O Andarilho Noturno


A maioria das pessoas apenas saem de dia. Quando o sol ilumina suas peles, ocultando suas próprias escuridões. Seus medos e seus sentimentos passados tão presentes tornam-se quase nulos. A luz para elas é uma forma de se esconderem em suas próprias sombras. Mesmo se sentindo mortas e vazias por dentro. Mas Miguel nunca fora assim, não por falta de vontade ou costume, apenas por incapacidade. A luz o irrita, ao contrário dos outros, a luz revela nele seus monstros interiores. A rotina alimenta seus demônios, quebra as jaulas antes construídas com tantas lágrimas.
Quando a noite toma o mundo para si, e quase não resta sombras. E os humanos comuns se apegam ao dormir. Miguel calmamente abre a porta da sua casa e encara a escuridão e todos os medos que a noite desperta em nossa consciência. Não tem absolutamente nada a perder, o amor de sua vida falecera, claro que nunca foram casados, ou conversaram, ele apenas viu ela sofrer um acidente em sua frente e morrer encharcada de destino, um destino incerto. E perdeu a si mesmo neste momento. No sangue de sua amada escorrendo, viu escorrer também seus sonhos e esperanças.
-Não há nada mais para mim neste mundo misterioso - diz ao encarar a noite.

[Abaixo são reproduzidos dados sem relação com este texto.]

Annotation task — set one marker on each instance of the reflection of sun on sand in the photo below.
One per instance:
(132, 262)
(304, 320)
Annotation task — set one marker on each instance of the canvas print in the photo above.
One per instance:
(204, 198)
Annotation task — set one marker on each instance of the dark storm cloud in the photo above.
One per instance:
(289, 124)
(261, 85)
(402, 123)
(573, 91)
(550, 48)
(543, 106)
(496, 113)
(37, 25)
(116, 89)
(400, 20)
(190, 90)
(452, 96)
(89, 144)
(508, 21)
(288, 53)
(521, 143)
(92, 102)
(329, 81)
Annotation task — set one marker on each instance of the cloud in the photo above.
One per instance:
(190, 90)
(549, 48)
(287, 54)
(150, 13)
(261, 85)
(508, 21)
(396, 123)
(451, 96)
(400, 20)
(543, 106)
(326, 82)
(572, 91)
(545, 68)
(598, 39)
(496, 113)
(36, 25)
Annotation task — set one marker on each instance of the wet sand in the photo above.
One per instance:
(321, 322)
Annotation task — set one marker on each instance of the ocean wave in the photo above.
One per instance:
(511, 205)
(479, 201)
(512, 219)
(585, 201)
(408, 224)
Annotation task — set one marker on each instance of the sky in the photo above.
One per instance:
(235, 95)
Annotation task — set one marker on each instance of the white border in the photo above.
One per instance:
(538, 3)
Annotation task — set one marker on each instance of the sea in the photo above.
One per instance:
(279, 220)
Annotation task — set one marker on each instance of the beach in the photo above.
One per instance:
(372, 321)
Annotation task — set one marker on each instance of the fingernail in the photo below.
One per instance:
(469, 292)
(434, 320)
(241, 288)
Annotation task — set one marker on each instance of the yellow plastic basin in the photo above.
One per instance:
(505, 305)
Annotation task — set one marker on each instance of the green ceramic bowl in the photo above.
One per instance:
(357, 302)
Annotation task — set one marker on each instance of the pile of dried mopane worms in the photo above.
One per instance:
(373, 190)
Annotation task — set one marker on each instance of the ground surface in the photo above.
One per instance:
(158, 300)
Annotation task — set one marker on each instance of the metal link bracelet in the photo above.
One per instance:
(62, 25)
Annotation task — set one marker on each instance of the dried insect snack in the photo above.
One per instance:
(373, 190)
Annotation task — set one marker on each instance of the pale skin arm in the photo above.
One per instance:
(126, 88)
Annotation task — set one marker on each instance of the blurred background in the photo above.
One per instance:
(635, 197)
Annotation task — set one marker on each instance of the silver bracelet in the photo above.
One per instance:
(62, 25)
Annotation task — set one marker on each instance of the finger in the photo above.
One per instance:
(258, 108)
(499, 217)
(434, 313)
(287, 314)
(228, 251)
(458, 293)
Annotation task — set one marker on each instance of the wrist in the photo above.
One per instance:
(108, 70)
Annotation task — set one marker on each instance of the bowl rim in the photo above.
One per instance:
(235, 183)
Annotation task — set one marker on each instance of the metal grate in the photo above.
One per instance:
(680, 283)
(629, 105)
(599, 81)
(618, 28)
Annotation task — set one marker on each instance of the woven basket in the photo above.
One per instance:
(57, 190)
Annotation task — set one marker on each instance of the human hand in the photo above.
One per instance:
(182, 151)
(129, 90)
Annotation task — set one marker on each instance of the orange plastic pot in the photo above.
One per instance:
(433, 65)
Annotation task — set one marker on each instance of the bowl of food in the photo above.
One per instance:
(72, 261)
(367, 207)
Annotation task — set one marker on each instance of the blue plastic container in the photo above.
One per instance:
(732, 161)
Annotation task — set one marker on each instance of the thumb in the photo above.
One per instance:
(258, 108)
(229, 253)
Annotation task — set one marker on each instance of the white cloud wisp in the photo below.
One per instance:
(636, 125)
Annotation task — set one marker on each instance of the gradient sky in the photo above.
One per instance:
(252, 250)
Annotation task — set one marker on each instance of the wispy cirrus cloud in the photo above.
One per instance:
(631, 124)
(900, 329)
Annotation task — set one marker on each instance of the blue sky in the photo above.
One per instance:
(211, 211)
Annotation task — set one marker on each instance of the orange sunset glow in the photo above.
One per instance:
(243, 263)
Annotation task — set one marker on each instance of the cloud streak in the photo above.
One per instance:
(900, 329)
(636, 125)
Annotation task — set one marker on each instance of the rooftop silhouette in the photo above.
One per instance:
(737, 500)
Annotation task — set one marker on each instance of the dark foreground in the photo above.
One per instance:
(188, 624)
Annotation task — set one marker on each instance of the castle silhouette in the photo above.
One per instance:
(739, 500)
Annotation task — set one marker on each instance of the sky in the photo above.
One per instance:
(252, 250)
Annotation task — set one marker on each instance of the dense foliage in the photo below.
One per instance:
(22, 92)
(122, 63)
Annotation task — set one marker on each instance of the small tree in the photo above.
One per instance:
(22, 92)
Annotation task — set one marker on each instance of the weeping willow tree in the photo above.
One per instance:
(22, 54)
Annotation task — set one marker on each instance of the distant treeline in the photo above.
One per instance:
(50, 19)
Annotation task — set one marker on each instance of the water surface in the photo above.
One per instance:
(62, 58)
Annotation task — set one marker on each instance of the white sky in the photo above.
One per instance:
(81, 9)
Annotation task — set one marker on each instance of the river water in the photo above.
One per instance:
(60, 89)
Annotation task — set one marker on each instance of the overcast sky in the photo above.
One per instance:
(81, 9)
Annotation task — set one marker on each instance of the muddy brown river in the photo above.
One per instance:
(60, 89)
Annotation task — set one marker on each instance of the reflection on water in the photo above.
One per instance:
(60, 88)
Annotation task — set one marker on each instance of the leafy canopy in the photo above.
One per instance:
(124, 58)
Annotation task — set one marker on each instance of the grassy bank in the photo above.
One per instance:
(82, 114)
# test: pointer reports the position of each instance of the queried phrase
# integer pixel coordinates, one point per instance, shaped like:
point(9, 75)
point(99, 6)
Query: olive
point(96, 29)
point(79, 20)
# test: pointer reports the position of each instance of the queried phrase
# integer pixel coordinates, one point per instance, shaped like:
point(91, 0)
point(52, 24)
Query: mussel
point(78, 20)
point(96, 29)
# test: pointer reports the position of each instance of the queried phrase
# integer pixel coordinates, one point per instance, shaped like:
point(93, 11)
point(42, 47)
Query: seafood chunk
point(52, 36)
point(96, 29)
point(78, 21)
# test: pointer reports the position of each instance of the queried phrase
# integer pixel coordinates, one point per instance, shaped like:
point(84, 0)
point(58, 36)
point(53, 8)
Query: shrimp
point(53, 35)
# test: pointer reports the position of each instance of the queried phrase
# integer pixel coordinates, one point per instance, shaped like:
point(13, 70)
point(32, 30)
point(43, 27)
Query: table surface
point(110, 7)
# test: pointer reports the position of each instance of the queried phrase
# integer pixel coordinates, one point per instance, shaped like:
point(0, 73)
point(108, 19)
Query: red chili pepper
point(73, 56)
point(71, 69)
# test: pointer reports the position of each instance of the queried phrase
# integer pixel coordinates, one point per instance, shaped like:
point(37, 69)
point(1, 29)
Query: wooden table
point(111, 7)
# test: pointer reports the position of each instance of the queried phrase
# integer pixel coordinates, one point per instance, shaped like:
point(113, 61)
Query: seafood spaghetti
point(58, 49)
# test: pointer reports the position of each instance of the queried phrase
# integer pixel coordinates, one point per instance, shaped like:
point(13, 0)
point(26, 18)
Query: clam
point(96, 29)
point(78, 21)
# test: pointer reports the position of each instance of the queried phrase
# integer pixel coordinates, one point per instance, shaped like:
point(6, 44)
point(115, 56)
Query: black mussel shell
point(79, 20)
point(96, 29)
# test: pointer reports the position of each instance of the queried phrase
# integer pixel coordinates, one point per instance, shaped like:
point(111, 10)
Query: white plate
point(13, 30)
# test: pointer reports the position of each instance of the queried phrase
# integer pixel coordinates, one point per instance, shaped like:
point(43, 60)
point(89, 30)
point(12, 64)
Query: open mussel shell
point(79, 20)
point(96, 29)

Veste-se totalmente de preto, coloca as mãos no bolso e caminha sem destino até amanhecer. Mas não caminha a mercê do tédio ou da indiferença, não. Marca as calçadas por onde passa com suas lágrimas constantes, ouve o vento gélido uivar ferozmente, arranhando sua roupa e tentando secar sem sucesso, seus olhos. Se a noite não existisse, Miguel já teria deixado de existir a muito tempo. A noite é seu antídoto contra a luz da vida. Sua esperança negra, ao pensar que a noite seguinte será sua. 
As imagens mentais de seu único amor  jogada como se fosse nada na rua, o perfuram, triturando sua alma dia pós dias, e escurecendo seu coração, noite pós noite.
Alguns diriam que sua vida assim, não possuí sentido. Mas estes que dirão isto, prendem sua vidas numa rotina diária triste, estão com mais sentido? Ele encontrou seu caminho na noite, porque a dor o faz enxergar na escuridão. Talvez ele encontre seus pedaços ao andar em calçadas já conhecidas. Ou talvez ele não precise de pedaços para se completar, apenas de seu caminhar... Sob a lua cheia e as corujas da noite.